Edward Wagner: The chronic care model and integrated care

Comments: 3

Featuring:

Chris Ham, Edward Wagner

Chris Ham talks to Edward Wagner, Director Emeritus, MacColl Center for Health Care Innovation, Group Health Research Institute, about co-ordinated care and the chronic care model.

Edward Wagner: The chronic care model and integrated care

Dr Wagner explains how his clinical work helped him to develop the chronic care model, encouraging the medical workforce to collaborate with patients to help them to manage and choose their own care.
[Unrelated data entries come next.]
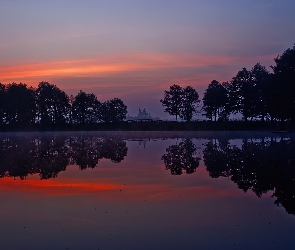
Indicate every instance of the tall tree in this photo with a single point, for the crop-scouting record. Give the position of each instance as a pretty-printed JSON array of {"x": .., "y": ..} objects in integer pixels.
[
  {"x": 215, "y": 100},
  {"x": 20, "y": 104},
  {"x": 173, "y": 100},
  {"x": 85, "y": 108},
  {"x": 53, "y": 104},
  {"x": 113, "y": 111},
  {"x": 242, "y": 94},
  {"x": 190, "y": 101},
  {"x": 261, "y": 79},
  {"x": 2, "y": 102},
  {"x": 283, "y": 85}
]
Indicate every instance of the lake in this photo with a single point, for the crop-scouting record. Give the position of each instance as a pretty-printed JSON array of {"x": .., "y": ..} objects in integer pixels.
[{"x": 147, "y": 190}]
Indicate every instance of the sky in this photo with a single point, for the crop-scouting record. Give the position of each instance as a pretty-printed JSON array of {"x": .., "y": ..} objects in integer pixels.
[{"x": 136, "y": 49}]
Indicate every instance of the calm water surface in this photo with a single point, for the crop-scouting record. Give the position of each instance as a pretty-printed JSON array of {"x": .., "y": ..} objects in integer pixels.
[{"x": 147, "y": 190}]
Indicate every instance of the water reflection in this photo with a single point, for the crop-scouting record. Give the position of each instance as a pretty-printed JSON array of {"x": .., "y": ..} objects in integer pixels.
[
  {"x": 181, "y": 158},
  {"x": 261, "y": 166},
  {"x": 47, "y": 156}
]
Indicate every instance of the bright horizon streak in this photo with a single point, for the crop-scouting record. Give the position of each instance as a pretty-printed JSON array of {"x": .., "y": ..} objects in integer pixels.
[{"x": 112, "y": 65}]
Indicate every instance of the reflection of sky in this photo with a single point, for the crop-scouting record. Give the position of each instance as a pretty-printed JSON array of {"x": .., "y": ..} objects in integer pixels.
[
  {"x": 137, "y": 204},
  {"x": 135, "y": 49}
]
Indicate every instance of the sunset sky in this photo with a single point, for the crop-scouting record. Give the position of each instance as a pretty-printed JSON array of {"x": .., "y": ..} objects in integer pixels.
[{"x": 135, "y": 49}]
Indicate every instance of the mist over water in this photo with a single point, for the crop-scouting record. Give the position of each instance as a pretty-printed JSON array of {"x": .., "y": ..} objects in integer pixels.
[{"x": 147, "y": 190}]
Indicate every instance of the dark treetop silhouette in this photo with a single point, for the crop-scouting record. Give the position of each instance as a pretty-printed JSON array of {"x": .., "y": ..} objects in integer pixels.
[{"x": 255, "y": 95}]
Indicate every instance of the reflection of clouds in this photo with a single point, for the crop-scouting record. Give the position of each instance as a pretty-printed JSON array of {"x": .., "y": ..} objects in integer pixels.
[
  {"x": 48, "y": 156},
  {"x": 259, "y": 165}
]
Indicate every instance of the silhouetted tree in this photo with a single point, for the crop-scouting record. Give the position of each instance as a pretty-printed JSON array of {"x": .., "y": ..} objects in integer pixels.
[
  {"x": 242, "y": 94},
  {"x": 283, "y": 86},
  {"x": 2, "y": 103},
  {"x": 215, "y": 100},
  {"x": 190, "y": 100},
  {"x": 261, "y": 80},
  {"x": 173, "y": 100},
  {"x": 53, "y": 104},
  {"x": 113, "y": 111},
  {"x": 181, "y": 157},
  {"x": 20, "y": 105},
  {"x": 85, "y": 108}
]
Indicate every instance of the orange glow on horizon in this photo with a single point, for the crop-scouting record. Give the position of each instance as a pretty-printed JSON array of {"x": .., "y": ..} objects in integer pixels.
[{"x": 111, "y": 65}]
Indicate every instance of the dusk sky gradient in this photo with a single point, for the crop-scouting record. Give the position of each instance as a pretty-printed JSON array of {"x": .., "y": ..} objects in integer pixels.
[{"x": 135, "y": 49}]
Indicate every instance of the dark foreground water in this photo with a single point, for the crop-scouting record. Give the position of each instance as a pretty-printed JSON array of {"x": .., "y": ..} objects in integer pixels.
[{"x": 147, "y": 190}]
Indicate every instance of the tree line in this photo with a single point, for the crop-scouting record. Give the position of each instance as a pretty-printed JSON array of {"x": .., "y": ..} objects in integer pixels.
[
  {"x": 48, "y": 105},
  {"x": 254, "y": 94}
]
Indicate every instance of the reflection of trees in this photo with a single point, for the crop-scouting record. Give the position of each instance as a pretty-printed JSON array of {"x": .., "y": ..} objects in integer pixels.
[
  {"x": 181, "y": 157},
  {"x": 47, "y": 156},
  {"x": 257, "y": 166}
]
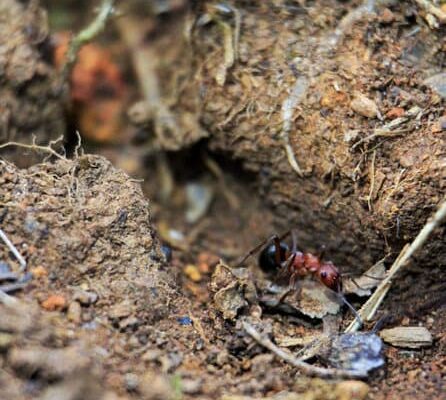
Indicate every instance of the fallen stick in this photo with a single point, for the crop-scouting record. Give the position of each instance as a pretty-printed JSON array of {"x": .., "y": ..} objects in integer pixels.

He discusses who needs to be in a successful care team, how important a named caregiver is, and how the co-ordinated care model can be used to deliver more appropriate care for older people.

Comments

#41005 Nicola Kingston
Citizens Board SLIC
Healthwatch Lambeth

Need to ensure commissioning team includes patient and Carers as leaders.
Need to be skilled up to play equal commissioning, service redesign role.

#41009 Neil @nchadborn
Research fellow
University of Nottingham

Great interview -so many important points:
Health literacy should be gained in collaboration with patient, not didactic instructions.
Proactive Prepared Team should include GP, but probably not as leader, someone to support self-care, someone to support logistics eg transport.
Hunt's 'accountable clinician' should be a generalist with whole-person knowledge of patient who coordinates care - by previous comment, this precludes GP!
Integration relates to organisations - prioritise coordinated care: the deliberate activity of a team to protect patient from pitfalls of having to get care from different organisations

#41081 Yun-Hee Jeon
Associate Professor
The University of Sydney

It's so great to be reminded about the importance of patient/person centred care - especially the notion of 'knowing the person', how the system and health professionals should respond to be actually 'patient/person centred'. For someone who has spent more than a decade on developing and promoting evidence for person centred dementia care, and been continually disappointed by slowness of this philosophy embedded in our health care and service delivery, I am quite encouraged to hear this interview.